Поступая в Московский университет в самые тогда революционные годы – ещё никак не прозревал он своей будущей дороги. Отначала и жарче всего он думал отдать себя русской истории. Он испытывал боль, что широкое обстоятельное историческое повествование у нас оборвалось на смерти Сергея Соловьёва – и в середине царствования Екатерины. И 120 лет с тех пор – может быть решающий век России – не исхожен с терпеливым светильником, а оставлен нам в наследство как полузапретный, полутёмный, лишь местами высвеченный писателями-художниками, да втёмную исколотый шпагами пристрастий и противострастий публицистами всех лагерей. Молодой рязанец нёс надежду на профессора Ключевского (и более всего хотел бы попасть к нему в ученики). В университете ещё застал с благоговением его лекции. В огромной «богословской» аудитории нового здания до самых высоких хор было отчётливо слышно каждое его негромкое, но внятное слово. Он был изумительно красноречив, и пользовался этим, и со смаком выговаривал самое удачное. Курс его был – ослепителен, но и он не был терпеливым, последовательным фактическим освещением, в котором же так нуждается Россия, это были всё прорезающие лучи, лучи взглядов, выводов, обобщений. И возраст Василия Осиповича уже не давал надежды, что он воспитает иную школу. А ещё постоянно обронял он шуточки с политическими намёками на современность, всегда ехидно-остроумные – они вызывали восторг аудитории. Но, попав к нему на повторный курс, молодой почитатель с разочарованием обнаружил, что это вовсе не импровизации, как казалось, а отработанно и дословно они повторялись и на следующий год.

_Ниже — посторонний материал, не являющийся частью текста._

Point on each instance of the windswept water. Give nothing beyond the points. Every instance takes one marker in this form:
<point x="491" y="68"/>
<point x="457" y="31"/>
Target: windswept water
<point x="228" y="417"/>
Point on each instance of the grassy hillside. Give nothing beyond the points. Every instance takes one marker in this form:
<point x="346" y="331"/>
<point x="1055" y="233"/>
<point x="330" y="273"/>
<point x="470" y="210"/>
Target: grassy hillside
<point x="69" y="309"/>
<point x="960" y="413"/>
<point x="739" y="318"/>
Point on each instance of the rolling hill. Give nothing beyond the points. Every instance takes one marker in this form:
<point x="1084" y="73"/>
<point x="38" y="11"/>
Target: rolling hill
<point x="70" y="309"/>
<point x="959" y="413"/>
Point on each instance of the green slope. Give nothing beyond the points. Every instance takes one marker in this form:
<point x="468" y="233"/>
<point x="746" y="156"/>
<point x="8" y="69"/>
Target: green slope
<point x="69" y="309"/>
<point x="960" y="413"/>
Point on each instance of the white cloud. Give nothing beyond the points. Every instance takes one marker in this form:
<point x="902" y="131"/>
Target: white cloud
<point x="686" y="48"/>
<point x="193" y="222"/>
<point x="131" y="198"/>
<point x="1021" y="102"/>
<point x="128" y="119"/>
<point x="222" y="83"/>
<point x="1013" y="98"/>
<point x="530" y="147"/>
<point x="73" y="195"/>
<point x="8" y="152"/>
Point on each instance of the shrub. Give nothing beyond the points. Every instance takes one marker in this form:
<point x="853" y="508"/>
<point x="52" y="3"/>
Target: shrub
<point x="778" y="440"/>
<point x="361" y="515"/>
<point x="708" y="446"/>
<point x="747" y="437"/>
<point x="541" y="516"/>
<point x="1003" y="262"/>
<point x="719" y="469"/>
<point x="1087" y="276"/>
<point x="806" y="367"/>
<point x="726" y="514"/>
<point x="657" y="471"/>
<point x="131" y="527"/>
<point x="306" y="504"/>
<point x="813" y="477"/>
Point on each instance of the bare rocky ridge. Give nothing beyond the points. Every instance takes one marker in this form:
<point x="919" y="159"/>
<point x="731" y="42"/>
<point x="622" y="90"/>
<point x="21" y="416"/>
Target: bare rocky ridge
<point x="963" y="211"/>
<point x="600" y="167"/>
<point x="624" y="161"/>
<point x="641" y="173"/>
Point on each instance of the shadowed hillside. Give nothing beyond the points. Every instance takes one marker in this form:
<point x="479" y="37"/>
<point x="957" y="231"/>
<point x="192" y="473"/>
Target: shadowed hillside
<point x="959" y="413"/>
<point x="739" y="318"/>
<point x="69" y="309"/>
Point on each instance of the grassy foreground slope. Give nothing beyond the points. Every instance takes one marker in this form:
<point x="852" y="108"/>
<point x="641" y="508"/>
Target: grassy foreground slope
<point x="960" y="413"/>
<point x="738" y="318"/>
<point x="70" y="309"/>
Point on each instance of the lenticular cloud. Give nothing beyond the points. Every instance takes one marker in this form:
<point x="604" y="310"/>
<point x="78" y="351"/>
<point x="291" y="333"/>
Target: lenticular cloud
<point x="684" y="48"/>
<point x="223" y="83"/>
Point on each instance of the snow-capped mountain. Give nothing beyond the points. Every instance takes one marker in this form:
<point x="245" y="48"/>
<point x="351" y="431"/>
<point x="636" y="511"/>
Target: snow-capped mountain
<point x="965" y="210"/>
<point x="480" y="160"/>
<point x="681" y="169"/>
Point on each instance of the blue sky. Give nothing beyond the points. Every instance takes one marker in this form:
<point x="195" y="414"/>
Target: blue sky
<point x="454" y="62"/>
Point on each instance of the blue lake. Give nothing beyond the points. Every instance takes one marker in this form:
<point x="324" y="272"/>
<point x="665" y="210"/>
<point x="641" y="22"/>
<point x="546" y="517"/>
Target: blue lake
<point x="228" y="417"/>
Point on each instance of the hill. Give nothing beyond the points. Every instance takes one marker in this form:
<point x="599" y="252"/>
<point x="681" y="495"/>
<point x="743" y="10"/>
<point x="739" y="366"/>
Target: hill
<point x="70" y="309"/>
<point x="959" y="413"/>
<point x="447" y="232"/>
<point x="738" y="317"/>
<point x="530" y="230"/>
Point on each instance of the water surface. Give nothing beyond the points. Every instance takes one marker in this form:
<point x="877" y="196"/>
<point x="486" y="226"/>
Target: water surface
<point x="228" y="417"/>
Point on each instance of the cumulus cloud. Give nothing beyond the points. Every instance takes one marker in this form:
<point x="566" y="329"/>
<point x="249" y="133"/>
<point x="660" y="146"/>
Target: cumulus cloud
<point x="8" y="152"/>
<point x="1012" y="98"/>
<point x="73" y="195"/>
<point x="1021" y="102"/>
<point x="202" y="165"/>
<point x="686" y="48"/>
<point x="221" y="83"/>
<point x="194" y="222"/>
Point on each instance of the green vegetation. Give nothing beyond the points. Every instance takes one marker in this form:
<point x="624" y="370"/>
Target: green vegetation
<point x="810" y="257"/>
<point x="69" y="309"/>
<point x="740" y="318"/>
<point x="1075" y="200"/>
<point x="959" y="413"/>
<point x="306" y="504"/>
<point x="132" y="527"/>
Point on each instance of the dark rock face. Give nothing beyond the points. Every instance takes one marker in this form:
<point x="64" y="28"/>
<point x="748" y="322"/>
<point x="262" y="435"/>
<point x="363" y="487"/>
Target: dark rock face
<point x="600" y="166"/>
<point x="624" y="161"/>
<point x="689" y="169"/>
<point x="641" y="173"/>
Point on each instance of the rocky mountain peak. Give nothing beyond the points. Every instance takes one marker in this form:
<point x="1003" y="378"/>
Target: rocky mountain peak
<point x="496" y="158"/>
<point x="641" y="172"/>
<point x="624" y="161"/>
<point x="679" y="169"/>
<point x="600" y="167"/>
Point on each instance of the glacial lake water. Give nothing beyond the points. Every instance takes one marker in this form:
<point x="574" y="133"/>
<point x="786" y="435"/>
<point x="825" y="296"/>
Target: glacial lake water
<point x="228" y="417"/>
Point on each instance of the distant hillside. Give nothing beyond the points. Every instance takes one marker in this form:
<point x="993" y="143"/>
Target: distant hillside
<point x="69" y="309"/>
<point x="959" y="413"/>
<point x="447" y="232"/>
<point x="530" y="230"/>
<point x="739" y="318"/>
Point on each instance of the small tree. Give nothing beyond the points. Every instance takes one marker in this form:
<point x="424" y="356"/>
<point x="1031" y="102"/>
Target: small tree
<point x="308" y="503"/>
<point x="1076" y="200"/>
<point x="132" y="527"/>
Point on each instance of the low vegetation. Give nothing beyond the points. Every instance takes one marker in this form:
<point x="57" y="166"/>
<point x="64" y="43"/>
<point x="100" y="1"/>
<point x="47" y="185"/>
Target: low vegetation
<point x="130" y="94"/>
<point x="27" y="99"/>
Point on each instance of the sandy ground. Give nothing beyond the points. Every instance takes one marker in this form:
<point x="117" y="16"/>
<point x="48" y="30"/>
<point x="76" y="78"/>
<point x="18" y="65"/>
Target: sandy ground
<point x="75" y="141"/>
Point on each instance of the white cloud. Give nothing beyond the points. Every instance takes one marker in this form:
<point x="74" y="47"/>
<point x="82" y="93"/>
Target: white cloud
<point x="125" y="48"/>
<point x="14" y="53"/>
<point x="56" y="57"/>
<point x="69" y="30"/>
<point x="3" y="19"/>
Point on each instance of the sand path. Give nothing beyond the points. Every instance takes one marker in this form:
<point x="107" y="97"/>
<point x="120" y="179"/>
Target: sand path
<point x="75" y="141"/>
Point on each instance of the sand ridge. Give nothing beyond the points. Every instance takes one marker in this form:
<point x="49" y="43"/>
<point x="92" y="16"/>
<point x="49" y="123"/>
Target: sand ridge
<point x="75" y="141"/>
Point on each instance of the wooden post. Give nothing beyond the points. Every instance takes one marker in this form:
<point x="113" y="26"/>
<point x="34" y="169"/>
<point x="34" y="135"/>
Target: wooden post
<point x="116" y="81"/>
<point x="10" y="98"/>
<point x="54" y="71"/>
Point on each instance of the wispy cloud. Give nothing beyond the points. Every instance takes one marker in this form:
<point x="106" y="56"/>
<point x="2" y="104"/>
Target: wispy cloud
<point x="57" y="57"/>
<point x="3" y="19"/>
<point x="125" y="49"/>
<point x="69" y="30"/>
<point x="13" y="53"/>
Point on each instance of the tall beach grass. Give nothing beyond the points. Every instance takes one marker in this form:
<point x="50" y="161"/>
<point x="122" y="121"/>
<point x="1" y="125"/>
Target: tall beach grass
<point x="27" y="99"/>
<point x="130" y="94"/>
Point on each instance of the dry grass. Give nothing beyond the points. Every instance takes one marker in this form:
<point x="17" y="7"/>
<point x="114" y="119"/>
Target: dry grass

Да в те годы, в чудесном новом здании, столько света и простора под стеклянным куполом центрального холла, открытые галереи трёх этажей, широкие перила сидеть и спорить, – в те годы в этом здании, воздвигнутом для светлых знаний, любви к науке и равновесия справедливости, студентам приходилось начать с борьбы за права духа – против студентов революционных, а те – ещё поблажка, если только с оглушительными политическими трафаретами, а то срыватели врывались в аудитории в чёрных папахах и с дубинками – разгонять слушателей на принудительную забастовку, – и вот тут было испытание и рост характера: без дубинки и без встречной рукопашной устоять и остаться слушать профессора Челпанова.
Челпанов читал введение в философию – и так читал, что это оторвало искателя от истории – и кинуло в мир философии. Год за годом потекли курсы: у Виппера – философия истории, у Попова – история средневековой философии, у Лопатина – история новой философии, а затем – новый поворот – у Ивана Васильевича Попова – история патриотической философии и сильное в университете даже посмертное влияние Сергея Николаевича Трубецкого, его духовного огня, и кипение семинаров: есть ли Бог? есть ли нравственный закон? есть ли непреходящий смысл жизни и мира? – а затем можно было взять историю религий, раннее христианство, – и так пролёг путь не кончить на университете, но идти в Духовную академию к тому же Попову.